ACCOMPLISH combination
Cardiovascular events were 20% lower with the amlodipine/benazepril (AML/BZ) combination than with the hydrochlorothiazide/benazepril (HCTZ/BZ) combination in the 11,500 patient ACCOMPLISH (24-hour Ambulatory Blood Pressure Control Results) trial. An investigation testing whether that event reduction was attributable simply to the degree of blood pressure-lowering or to differences in the agents evaluated points to the choice of drugs. Overall systolic blood pressure reductions in ACCOMPLISH, said Kenneth Jamerson, University of Michigan Health System, Ann Arbor, USA, were significantly greater with AML/BZ than with HCTZ/BZ, but the difference was small (0.9mmHg). Jamerson hypothesised that an analysis of the 573 ACCOMPLISH hypertensive patients evaluated through the far more accurate ABPM would reveal no significant differences in mean 24-hour blood pressure between treatment groups. Mean age was 68.5 years among the 371 males and 202 females enrolled. Mean baseline sitting SBP was 142.3mmHg in the AML/BZ group and 140.9mmHg in the HCTZ/BZ group.
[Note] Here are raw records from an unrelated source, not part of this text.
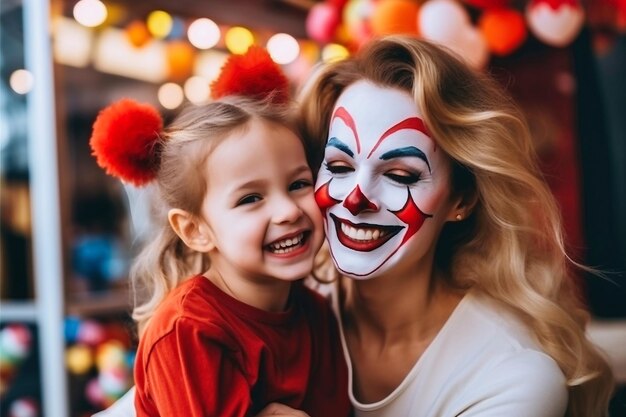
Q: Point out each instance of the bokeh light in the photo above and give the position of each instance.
(238, 39)
(334, 52)
(160, 24)
(197, 89)
(283, 48)
(170, 95)
(203, 33)
(90, 13)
After two years, mean ambulatory SBP over 24 hours was slightly lower in the HCTZ/BZ group (-1.6mmHg, p=0.128). No subgroups stood out, Jamerson said at an ASH press conference. Similar percentages in both treatment groups of patients achieved control (SBP ≤135mmHg, ~30%), had any hourly reading of SBP >160mmHg (~11%), had nocturnal hypertension >130mmHg (~19%), or had an early morning SBP surge (~3%). “The message,” Jamerson said, “is hugely important, especially taken together with the initial ACCOMPLISH findings. It says that if you put together agents with synergistic mechanisms you have better outcomes.”

­Moderator George Bakris, University of Chicago-Pritzker School of Medicine, Chicago, commented that while diuretics like HCTZ do nothing for the vessel, angiotensin converting enzyme inhibitor BZ and calcium antagonist AML benefit vessel walls by increasing nitric oxide levels.